There is a chance that an individual will want to challenge the terms of a will during a probate proceeding. However, to challenge a will in Florida probate court, that person will need to be considered an interested party. In many cases, the family members of a deceased individual are interested parties to a probate proceeding. This is generally true whether or not they are named as beneficiaries to an estate.
Furthermore, anyone who is actually listed in a will is generally considered to be an interested party to the proceeding. If there are multiple copies of a will, those who were included in previous versions could be entitled to challenge the version offered to the court in a probate case. Identifying who may be an interested party is important for both the person initiating the contest as well as the person defending against it. All interested parties must be notified of a legal challenge so that they can take part in it.

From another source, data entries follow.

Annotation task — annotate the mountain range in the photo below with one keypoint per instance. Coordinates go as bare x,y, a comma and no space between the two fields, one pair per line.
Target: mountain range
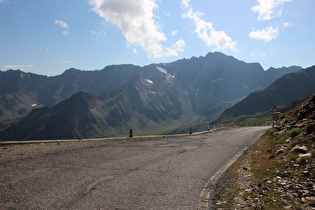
285,90
85,104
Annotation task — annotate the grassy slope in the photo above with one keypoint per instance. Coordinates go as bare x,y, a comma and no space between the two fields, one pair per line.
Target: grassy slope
271,175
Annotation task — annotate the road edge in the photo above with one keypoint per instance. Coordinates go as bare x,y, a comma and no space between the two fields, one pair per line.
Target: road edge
208,190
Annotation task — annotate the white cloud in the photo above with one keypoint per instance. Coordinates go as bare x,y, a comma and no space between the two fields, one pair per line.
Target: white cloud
219,40
96,33
174,33
267,34
136,20
4,2
64,25
267,8
185,4
287,24
20,67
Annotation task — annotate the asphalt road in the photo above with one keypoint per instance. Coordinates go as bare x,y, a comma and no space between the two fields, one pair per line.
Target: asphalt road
156,173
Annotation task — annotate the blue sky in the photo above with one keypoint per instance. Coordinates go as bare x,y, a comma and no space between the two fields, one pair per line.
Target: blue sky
49,36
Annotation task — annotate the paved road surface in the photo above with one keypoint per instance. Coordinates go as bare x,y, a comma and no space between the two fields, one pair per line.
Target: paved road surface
161,173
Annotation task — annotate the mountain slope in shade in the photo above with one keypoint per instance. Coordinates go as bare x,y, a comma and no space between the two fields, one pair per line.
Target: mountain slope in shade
107,102
211,83
288,88
135,105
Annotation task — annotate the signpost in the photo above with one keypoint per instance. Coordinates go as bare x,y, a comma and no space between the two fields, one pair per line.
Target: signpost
275,116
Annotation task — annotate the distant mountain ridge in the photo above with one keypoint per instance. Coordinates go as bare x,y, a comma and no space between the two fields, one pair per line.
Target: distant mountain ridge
129,95
290,87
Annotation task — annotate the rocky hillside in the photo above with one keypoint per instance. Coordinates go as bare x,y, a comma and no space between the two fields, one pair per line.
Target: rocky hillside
290,87
279,171
148,97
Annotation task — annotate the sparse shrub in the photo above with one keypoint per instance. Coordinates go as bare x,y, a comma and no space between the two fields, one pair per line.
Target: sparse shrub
294,132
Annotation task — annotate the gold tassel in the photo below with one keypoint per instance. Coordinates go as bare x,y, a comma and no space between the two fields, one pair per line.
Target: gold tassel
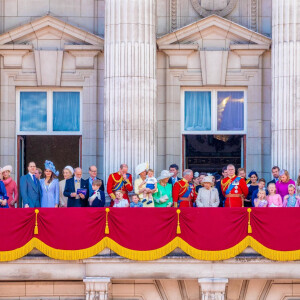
249,225
106,223
178,223
36,230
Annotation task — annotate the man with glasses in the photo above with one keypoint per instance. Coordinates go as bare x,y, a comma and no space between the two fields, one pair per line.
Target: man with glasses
234,188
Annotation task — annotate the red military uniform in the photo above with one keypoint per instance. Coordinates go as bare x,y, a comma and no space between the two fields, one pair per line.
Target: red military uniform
183,193
116,182
238,191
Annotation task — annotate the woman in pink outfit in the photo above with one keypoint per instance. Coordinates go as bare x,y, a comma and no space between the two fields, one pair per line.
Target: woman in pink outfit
10,185
274,200
283,183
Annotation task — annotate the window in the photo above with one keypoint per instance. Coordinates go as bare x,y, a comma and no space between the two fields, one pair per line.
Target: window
212,111
49,112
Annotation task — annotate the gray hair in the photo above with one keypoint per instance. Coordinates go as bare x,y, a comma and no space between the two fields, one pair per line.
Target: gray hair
187,172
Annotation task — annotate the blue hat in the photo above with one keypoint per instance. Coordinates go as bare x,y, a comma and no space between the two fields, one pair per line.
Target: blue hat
50,166
252,173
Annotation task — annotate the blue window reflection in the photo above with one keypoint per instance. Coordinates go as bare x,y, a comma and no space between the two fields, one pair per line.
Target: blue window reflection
33,111
66,111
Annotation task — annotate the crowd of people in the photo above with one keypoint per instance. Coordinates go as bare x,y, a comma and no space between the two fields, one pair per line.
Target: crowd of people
231,189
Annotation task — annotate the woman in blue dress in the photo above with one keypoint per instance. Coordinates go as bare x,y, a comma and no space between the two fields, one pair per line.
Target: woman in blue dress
50,186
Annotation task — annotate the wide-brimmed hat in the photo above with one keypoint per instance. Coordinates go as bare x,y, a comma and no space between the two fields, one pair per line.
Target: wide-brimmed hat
207,179
6,168
50,166
141,168
70,169
165,174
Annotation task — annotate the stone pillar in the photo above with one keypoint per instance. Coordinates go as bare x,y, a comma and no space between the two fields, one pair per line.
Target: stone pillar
97,288
213,288
285,85
130,83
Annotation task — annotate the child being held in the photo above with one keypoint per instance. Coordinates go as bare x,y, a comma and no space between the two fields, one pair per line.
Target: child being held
261,200
135,201
119,201
291,200
151,187
98,197
274,200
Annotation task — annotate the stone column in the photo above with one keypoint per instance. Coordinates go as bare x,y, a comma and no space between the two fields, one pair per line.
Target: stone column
97,288
130,83
213,288
285,85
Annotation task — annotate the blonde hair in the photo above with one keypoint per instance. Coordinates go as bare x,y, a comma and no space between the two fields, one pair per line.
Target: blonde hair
271,184
286,173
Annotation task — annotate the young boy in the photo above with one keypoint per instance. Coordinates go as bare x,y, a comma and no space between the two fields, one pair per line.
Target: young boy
151,187
135,201
119,201
98,198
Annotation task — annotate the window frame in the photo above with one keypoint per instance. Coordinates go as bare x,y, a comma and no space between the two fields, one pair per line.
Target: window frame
214,110
49,92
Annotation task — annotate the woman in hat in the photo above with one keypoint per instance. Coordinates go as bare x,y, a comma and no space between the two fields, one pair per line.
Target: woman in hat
11,186
208,196
50,186
68,172
163,196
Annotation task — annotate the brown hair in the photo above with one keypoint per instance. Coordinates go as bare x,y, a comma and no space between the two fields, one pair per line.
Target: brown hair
97,182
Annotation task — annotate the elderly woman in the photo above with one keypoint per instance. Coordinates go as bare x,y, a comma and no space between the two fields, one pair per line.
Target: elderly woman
208,196
282,185
10,185
163,196
140,183
68,172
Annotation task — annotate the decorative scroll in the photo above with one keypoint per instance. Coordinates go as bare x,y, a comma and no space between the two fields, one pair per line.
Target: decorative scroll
150,233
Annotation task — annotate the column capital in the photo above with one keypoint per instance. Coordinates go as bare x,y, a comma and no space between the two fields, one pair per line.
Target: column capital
213,288
97,288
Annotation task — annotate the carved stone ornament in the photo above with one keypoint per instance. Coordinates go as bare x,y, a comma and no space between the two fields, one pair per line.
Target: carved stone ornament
217,7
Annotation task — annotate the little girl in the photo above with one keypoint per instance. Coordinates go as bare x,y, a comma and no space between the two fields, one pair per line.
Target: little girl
119,201
261,200
291,200
274,200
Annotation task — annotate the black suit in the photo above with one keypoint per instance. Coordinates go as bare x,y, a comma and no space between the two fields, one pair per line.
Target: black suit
70,188
170,180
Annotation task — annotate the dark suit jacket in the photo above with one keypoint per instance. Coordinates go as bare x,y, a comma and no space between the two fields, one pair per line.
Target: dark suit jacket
90,186
70,188
170,180
31,193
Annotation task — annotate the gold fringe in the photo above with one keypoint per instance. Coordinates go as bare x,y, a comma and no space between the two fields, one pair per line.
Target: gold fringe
249,225
36,230
106,222
178,231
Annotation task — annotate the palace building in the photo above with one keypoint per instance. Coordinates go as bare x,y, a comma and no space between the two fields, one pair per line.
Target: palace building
199,83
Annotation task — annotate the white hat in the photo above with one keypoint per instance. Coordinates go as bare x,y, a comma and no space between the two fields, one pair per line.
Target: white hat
207,179
165,174
6,168
141,168
70,169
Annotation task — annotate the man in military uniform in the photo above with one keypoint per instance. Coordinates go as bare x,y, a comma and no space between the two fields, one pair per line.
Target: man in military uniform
184,191
234,188
120,180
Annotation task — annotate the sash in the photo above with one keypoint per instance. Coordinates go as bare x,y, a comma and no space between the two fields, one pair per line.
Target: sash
232,185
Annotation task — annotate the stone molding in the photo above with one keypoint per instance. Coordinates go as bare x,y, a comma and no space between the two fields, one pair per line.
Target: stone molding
213,288
97,288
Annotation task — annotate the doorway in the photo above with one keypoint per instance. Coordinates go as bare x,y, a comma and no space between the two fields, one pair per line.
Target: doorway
209,153
61,150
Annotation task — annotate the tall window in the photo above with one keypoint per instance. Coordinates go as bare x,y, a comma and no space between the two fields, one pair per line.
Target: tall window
214,111
49,112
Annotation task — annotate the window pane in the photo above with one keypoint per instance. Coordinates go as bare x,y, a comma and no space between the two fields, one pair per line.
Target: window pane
33,111
66,111
231,111
197,111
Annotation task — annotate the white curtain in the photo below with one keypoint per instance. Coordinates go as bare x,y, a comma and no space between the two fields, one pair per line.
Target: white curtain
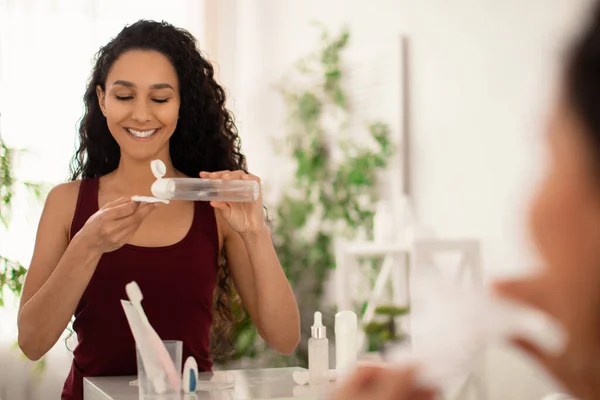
46,55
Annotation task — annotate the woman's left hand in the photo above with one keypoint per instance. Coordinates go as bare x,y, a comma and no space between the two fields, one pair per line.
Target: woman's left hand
242,217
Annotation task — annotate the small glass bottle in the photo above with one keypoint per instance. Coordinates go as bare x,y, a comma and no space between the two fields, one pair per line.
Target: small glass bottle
318,353
198,189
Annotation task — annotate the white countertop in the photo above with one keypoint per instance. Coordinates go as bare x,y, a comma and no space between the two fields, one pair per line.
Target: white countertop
271,383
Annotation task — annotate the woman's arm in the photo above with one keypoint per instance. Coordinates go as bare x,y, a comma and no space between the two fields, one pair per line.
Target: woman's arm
263,287
57,277
60,271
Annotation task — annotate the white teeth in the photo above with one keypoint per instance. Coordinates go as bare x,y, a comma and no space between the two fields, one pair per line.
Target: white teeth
141,134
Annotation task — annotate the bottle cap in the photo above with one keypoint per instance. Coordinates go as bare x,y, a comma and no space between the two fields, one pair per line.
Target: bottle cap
345,322
317,330
161,188
159,169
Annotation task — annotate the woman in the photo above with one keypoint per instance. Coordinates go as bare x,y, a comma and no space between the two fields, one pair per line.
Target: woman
565,224
151,96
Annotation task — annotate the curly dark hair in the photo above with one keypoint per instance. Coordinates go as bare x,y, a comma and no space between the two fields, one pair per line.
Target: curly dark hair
205,126
582,78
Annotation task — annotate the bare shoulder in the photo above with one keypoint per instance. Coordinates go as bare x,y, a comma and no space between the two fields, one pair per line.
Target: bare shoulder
62,201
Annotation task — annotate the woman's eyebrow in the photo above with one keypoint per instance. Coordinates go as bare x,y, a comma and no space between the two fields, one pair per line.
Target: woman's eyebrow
132,85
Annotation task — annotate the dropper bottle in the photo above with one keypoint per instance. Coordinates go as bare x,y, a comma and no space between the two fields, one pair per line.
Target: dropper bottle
199,189
318,352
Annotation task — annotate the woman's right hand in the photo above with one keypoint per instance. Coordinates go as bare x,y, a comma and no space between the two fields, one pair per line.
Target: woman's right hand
113,225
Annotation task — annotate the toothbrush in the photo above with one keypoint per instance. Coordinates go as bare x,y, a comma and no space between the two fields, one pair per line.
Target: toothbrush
150,360
135,296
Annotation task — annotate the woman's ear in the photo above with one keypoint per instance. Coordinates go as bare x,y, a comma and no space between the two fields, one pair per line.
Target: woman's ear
101,97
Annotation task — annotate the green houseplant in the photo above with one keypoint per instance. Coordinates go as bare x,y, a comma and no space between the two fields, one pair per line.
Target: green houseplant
326,198
12,273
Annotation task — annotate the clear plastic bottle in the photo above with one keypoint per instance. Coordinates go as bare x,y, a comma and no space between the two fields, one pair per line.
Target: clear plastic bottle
198,189
318,353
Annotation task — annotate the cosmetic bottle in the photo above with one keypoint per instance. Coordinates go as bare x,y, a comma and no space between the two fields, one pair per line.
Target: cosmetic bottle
318,352
198,189
346,332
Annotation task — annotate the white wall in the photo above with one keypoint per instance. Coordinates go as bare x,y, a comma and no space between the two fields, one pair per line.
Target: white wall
481,73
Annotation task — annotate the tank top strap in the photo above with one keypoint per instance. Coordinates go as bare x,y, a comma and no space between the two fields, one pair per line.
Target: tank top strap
87,203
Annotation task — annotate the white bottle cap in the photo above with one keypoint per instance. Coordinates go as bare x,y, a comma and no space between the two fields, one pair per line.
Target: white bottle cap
159,169
161,188
345,322
317,330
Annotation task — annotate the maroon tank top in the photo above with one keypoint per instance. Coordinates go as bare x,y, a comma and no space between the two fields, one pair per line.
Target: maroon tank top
177,282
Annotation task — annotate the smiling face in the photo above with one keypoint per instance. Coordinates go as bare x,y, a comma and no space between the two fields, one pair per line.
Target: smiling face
141,104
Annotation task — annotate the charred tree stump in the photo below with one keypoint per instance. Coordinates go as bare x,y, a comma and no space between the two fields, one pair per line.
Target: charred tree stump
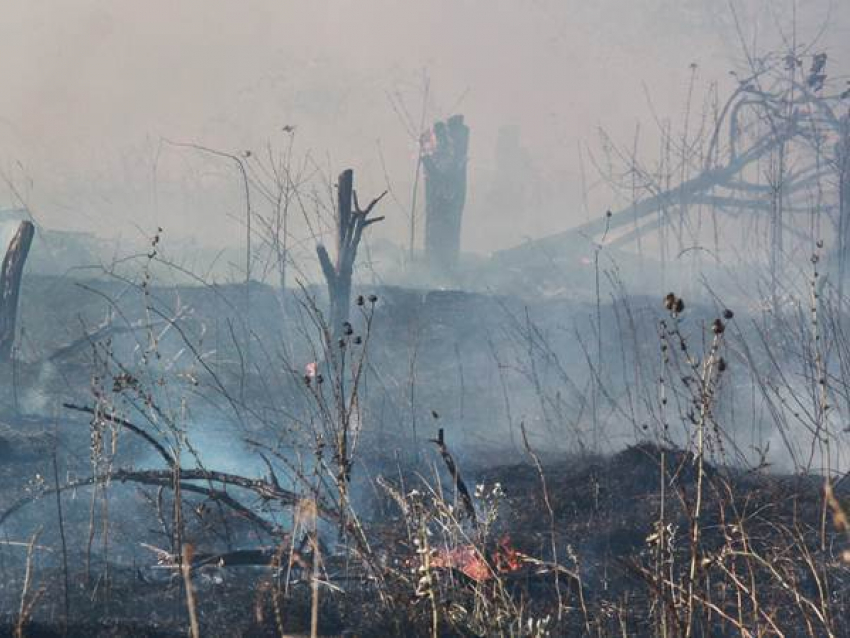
445,192
843,173
10,286
351,221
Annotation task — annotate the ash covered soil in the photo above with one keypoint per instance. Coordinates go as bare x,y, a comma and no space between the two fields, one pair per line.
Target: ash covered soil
602,513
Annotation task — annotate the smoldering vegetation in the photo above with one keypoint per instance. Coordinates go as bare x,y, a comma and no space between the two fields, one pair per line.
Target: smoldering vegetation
636,427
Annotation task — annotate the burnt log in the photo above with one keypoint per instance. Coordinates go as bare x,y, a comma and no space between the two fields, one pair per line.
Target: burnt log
10,286
445,164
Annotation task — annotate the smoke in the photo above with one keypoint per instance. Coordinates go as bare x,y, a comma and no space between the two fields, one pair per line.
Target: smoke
92,88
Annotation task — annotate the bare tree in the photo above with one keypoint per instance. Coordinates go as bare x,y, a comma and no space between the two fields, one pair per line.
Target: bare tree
10,285
445,192
351,221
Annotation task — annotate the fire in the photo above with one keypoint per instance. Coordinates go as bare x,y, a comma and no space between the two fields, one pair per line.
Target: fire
468,560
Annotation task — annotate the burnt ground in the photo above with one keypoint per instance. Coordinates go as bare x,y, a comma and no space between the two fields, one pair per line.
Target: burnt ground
604,511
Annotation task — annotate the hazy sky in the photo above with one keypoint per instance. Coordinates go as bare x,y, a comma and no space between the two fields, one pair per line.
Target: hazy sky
91,88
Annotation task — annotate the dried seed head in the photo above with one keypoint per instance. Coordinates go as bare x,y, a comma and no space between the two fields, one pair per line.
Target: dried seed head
718,327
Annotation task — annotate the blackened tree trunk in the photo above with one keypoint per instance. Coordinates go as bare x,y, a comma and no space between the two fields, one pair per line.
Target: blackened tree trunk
445,193
10,286
351,221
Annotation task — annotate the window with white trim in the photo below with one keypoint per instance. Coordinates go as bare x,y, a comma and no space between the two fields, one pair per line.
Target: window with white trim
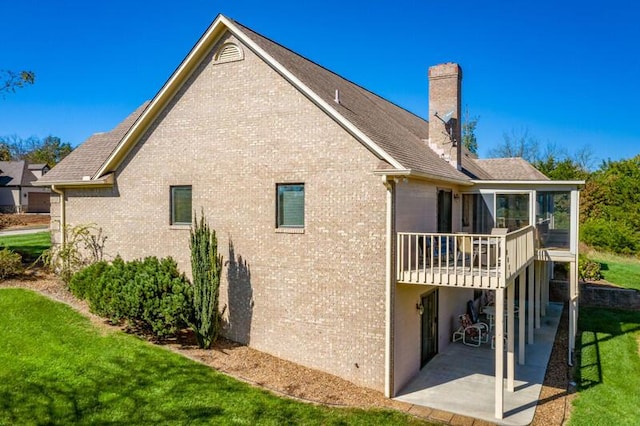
290,205
181,205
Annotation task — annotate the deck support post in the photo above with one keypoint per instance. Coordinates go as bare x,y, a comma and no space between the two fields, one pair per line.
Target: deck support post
499,353
531,304
546,270
510,336
522,305
539,279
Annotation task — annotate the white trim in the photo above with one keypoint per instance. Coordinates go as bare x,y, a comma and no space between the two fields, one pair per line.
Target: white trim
185,70
310,94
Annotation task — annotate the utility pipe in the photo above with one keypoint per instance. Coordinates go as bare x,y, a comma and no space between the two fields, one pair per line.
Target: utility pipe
63,214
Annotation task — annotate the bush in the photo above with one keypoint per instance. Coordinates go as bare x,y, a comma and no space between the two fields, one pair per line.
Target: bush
82,281
84,245
10,264
617,237
148,294
588,270
206,265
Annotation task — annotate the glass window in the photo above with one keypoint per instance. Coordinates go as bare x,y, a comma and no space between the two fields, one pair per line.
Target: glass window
181,205
512,211
553,212
290,205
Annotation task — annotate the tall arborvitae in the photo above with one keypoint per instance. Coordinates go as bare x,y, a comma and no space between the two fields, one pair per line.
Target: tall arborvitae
206,266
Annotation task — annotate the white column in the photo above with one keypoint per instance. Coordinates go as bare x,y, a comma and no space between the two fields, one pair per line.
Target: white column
545,288
573,308
522,311
510,336
538,291
499,336
531,305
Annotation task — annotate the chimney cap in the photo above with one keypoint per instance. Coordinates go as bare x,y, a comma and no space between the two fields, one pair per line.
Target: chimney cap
448,69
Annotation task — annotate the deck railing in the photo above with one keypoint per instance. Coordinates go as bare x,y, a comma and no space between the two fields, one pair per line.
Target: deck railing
463,260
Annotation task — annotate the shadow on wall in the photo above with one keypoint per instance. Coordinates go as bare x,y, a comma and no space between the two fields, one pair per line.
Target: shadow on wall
239,296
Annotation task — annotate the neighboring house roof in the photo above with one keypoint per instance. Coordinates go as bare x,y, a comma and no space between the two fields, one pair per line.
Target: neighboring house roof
38,166
510,169
395,135
18,173
87,158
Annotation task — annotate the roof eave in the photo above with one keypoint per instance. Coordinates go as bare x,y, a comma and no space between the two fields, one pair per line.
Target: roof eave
184,71
528,182
105,181
409,173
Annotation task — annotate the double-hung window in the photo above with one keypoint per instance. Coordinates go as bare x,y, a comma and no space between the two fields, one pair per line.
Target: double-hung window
181,205
290,205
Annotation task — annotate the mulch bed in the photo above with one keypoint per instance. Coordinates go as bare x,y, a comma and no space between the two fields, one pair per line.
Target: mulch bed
298,382
18,221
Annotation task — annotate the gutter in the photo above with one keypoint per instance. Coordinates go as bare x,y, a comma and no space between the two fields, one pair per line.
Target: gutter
421,176
63,214
104,181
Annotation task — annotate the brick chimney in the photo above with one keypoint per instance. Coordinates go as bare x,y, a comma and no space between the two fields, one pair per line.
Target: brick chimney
445,99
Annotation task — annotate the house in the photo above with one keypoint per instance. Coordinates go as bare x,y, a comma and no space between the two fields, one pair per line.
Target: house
17,192
337,211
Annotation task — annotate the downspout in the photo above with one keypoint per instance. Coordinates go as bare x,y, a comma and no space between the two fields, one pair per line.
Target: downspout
389,390
63,214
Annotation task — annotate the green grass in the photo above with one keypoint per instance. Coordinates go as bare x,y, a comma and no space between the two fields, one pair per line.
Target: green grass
609,368
59,369
620,270
30,246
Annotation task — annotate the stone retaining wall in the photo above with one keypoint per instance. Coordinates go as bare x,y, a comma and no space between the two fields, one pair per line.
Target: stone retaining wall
597,296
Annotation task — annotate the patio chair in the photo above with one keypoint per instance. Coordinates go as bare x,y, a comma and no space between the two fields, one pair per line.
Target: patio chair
471,334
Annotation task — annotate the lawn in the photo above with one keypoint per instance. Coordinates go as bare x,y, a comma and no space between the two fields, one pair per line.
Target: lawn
57,368
619,270
30,246
608,369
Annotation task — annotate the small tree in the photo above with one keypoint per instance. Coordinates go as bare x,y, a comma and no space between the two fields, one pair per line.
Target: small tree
206,265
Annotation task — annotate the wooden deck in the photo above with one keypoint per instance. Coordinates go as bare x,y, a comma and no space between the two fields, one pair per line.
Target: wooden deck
463,260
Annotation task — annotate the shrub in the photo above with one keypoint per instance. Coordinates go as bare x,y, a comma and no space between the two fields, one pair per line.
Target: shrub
10,264
588,270
84,245
206,265
82,282
149,294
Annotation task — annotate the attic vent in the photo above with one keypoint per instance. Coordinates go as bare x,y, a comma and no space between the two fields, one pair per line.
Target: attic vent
229,52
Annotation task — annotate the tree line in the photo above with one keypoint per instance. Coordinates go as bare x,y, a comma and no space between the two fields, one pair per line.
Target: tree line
50,150
609,200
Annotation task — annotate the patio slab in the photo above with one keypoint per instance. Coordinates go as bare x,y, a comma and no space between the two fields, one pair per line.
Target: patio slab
461,378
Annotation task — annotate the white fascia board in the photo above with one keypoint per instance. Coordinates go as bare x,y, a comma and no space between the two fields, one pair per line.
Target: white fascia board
409,173
292,79
557,185
106,180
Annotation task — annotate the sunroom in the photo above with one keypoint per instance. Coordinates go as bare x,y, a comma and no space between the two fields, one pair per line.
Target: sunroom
509,235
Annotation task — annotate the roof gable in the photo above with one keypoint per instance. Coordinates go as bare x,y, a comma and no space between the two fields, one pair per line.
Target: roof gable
512,169
395,135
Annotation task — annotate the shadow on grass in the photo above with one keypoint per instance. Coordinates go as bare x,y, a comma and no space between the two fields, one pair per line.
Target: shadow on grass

If an asset is titled in a deceased person’s name at the time of his or her death, it is said to be held in that individual’s estate. In most cases, assets that are held in an estate are subject to probate. A probate case allows a judge to validate a will and allow the representative of the estate to inventory assets and pay an estate’s bills.
Individuals who believe that they may be entitled to a portion of an estate may issue a legal challenge while a probate matter is ongoing. Interested parties may be able to claim that they were unfairly cut out of a will or that they are entitled to an inheritance under state law. Legal counsel may be able to represent those wishing to challenge a will.